Each of these options has their pros and cons. For the in-house drug discovery efforts this is a long and expensive process which requires the recruitment of skilled scientists plus equipment and all the risk that comes with research like models and instructments not working, studies failing and many iterations of guess and test. If you completely outsource everything you barely need a work force, no equipment, basically just an office, but you do need tons of cash on hand as studies at CROs are 2-10x higher than they would to do in-house. Also at CROs you have less control over your studies, the results, model optimization and there is a lot more of trust that is required to work with various CROs, some do not even work-out or are fraudulent, so there is a lot of risk here as well. A mix of the two would be the best scenario where you have a small in-house operation that is supplemented by outsourced activities to fill in the gaps in knowledge and capabilities. Innovation can stay in-house with the researchers and scientists while complex, large studies can be done at a CRO where such models are standardized and do not require a lot of set up time. Taking discovery to the street requires the most cash on hand but you can mitigate a lot of risk here. Paying for a compound or series or an entire company at a mid-stage clinical trial phase like Phase IIB will remove a lot of the risk off the table of this drug failing. It can still fail, and many do, especially in Phase III but this will give you the best chance of finding a winner. However, this cannot be considered "innovative" and if your company seeks to become an innovator in drug discovery you need a hefty R&D plan, if possible, mixed with both in-sourced and out-sourced efforts.
So to answer the question – "To Outsource or Not to Outsource?", the answer may be a bit confusing, but is "Yes, both", the next question must ask how much and when, this will depend on the goals and objectives of the particular biotech or pharmaceutical company as different size companies will have different objectives from looking at an early exit strategy (biotech) to filling in a development pipeline in search of the new billion dollar blockbuster drug (big pharma).
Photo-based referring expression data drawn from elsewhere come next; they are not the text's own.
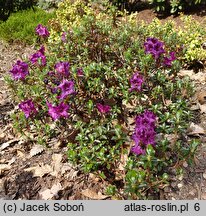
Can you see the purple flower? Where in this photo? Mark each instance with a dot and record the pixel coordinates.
(28, 108)
(103, 108)
(39, 55)
(62, 68)
(42, 31)
(67, 88)
(136, 82)
(168, 60)
(80, 72)
(58, 111)
(137, 149)
(50, 73)
(64, 37)
(19, 70)
(154, 46)
(144, 133)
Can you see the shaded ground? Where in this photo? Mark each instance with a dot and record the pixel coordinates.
(31, 172)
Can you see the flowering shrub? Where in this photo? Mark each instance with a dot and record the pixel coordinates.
(19, 70)
(110, 92)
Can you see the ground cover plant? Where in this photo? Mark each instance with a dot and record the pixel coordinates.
(19, 26)
(108, 88)
(8, 7)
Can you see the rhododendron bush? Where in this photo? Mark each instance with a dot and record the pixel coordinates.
(111, 93)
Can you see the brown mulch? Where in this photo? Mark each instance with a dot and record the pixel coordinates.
(17, 182)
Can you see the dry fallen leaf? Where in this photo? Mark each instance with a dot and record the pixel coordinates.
(40, 170)
(93, 195)
(36, 149)
(6, 144)
(50, 193)
(195, 130)
(4, 167)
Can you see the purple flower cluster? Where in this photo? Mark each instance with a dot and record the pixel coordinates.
(39, 55)
(58, 111)
(136, 82)
(168, 60)
(28, 108)
(62, 68)
(144, 133)
(42, 31)
(103, 108)
(64, 37)
(19, 70)
(154, 46)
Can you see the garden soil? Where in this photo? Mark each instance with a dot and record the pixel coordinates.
(30, 171)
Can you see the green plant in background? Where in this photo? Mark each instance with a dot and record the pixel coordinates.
(11, 6)
(20, 26)
(48, 4)
(174, 5)
(109, 88)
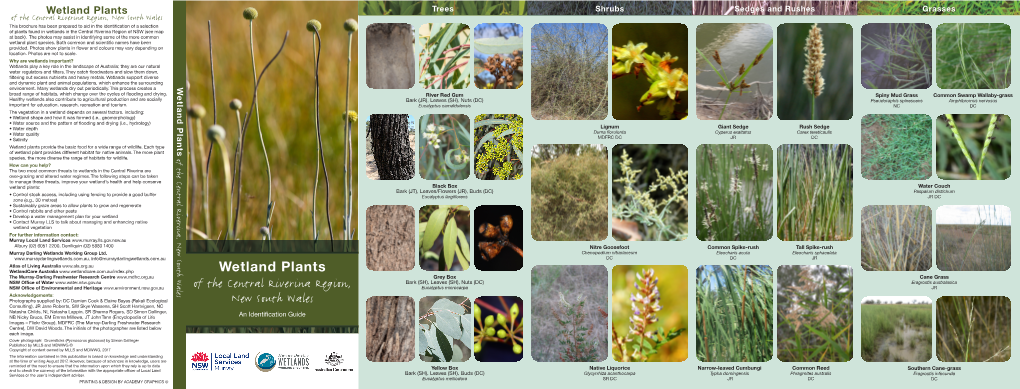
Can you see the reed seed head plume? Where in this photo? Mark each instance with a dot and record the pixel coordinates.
(196, 111)
(250, 13)
(351, 26)
(215, 133)
(313, 26)
(814, 51)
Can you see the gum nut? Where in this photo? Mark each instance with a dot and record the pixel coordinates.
(313, 26)
(215, 132)
(250, 13)
(351, 26)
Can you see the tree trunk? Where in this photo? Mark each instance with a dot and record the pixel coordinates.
(391, 329)
(394, 154)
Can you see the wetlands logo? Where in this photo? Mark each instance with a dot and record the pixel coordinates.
(200, 360)
(265, 361)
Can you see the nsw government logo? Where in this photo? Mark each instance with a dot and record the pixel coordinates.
(265, 361)
(200, 360)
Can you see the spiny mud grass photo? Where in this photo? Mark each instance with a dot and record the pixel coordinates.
(896, 146)
(896, 238)
(973, 238)
(500, 239)
(569, 313)
(734, 313)
(499, 329)
(499, 55)
(445, 329)
(499, 145)
(973, 56)
(728, 51)
(650, 192)
(390, 147)
(973, 146)
(569, 186)
(816, 192)
(973, 329)
(390, 232)
(649, 77)
(735, 183)
(269, 156)
(815, 71)
(444, 147)
(390, 325)
(816, 313)
(896, 329)
(569, 71)
(650, 313)
(444, 56)
(896, 55)
(444, 233)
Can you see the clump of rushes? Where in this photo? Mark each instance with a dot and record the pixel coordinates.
(250, 14)
(736, 183)
(661, 217)
(734, 313)
(505, 328)
(814, 51)
(641, 341)
(666, 82)
(989, 135)
(737, 82)
(216, 135)
(351, 27)
(314, 27)
(815, 192)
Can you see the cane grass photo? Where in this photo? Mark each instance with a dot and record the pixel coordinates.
(896, 146)
(569, 187)
(271, 158)
(973, 238)
(816, 313)
(499, 55)
(740, 56)
(390, 56)
(499, 145)
(734, 313)
(500, 242)
(896, 56)
(973, 56)
(390, 146)
(815, 71)
(444, 55)
(445, 329)
(569, 313)
(444, 146)
(650, 192)
(973, 146)
(569, 71)
(499, 329)
(735, 185)
(649, 77)
(816, 192)
(965, 7)
(650, 313)
(445, 238)
(896, 329)
(973, 329)
(896, 238)
(391, 233)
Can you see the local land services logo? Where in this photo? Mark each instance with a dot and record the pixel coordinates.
(265, 361)
(200, 360)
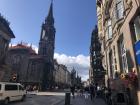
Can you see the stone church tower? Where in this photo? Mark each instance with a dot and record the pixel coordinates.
(46, 49)
(47, 38)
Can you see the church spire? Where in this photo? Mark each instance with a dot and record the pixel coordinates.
(49, 19)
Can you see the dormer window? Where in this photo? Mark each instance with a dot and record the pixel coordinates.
(119, 9)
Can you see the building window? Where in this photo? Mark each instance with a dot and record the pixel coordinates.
(109, 29)
(111, 64)
(137, 28)
(119, 9)
(123, 57)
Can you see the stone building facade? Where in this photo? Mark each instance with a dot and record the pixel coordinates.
(61, 75)
(119, 31)
(27, 66)
(5, 37)
(96, 72)
(31, 68)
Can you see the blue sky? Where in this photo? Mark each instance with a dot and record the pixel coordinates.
(74, 22)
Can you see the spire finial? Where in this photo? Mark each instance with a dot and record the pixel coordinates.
(49, 19)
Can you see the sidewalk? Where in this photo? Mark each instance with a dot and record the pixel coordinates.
(80, 100)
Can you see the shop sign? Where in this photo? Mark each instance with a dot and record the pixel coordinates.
(137, 51)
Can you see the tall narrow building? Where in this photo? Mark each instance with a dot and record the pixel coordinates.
(47, 38)
(46, 49)
(96, 72)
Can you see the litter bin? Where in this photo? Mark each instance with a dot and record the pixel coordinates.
(67, 98)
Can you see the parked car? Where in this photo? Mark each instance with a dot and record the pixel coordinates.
(11, 92)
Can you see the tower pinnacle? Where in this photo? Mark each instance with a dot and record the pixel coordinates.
(49, 19)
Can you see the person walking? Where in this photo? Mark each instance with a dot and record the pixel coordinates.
(86, 92)
(73, 91)
(92, 91)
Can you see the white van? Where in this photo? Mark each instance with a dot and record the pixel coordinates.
(11, 92)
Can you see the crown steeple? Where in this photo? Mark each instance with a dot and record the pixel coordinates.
(50, 19)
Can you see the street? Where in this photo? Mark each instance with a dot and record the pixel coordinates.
(43, 98)
(56, 98)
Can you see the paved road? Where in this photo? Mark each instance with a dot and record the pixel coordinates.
(56, 98)
(43, 98)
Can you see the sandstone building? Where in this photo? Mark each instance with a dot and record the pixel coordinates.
(119, 33)
(5, 37)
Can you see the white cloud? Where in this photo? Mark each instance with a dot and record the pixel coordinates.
(81, 63)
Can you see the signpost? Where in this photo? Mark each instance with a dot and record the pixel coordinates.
(137, 51)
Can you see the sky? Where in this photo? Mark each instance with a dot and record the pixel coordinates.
(74, 22)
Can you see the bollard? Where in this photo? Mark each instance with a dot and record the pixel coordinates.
(67, 98)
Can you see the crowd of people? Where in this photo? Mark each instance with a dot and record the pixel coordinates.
(92, 91)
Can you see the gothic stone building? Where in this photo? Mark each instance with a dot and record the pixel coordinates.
(5, 37)
(31, 68)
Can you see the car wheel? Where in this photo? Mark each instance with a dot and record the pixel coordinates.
(6, 101)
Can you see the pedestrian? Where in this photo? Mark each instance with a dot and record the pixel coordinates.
(73, 91)
(86, 92)
(92, 91)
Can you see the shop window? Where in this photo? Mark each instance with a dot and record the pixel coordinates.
(137, 27)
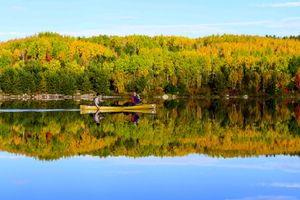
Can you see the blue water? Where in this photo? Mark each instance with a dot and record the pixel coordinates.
(189, 177)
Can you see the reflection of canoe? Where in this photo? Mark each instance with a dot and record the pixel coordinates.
(143, 108)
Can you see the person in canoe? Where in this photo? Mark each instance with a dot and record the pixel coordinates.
(97, 100)
(135, 118)
(97, 117)
(135, 99)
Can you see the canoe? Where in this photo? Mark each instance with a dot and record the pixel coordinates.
(145, 108)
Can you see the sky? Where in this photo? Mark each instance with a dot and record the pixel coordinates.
(191, 18)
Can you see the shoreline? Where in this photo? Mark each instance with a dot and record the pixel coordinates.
(50, 97)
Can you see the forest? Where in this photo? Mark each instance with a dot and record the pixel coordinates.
(239, 129)
(215, 65)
When a company first starts out, as in the case of a small biotech or one man operation, outsourcing can be as high as 100%, but as things progress towards a larger organization with a supportive infrastructure this percentage for outsourcing beings to shift more towards 40-60% allowing innovation to sneak in around the 50% mark, which is a good balance to asses both risk and financial commitment moving forward with an R&D plan for a new chemical or biological asset.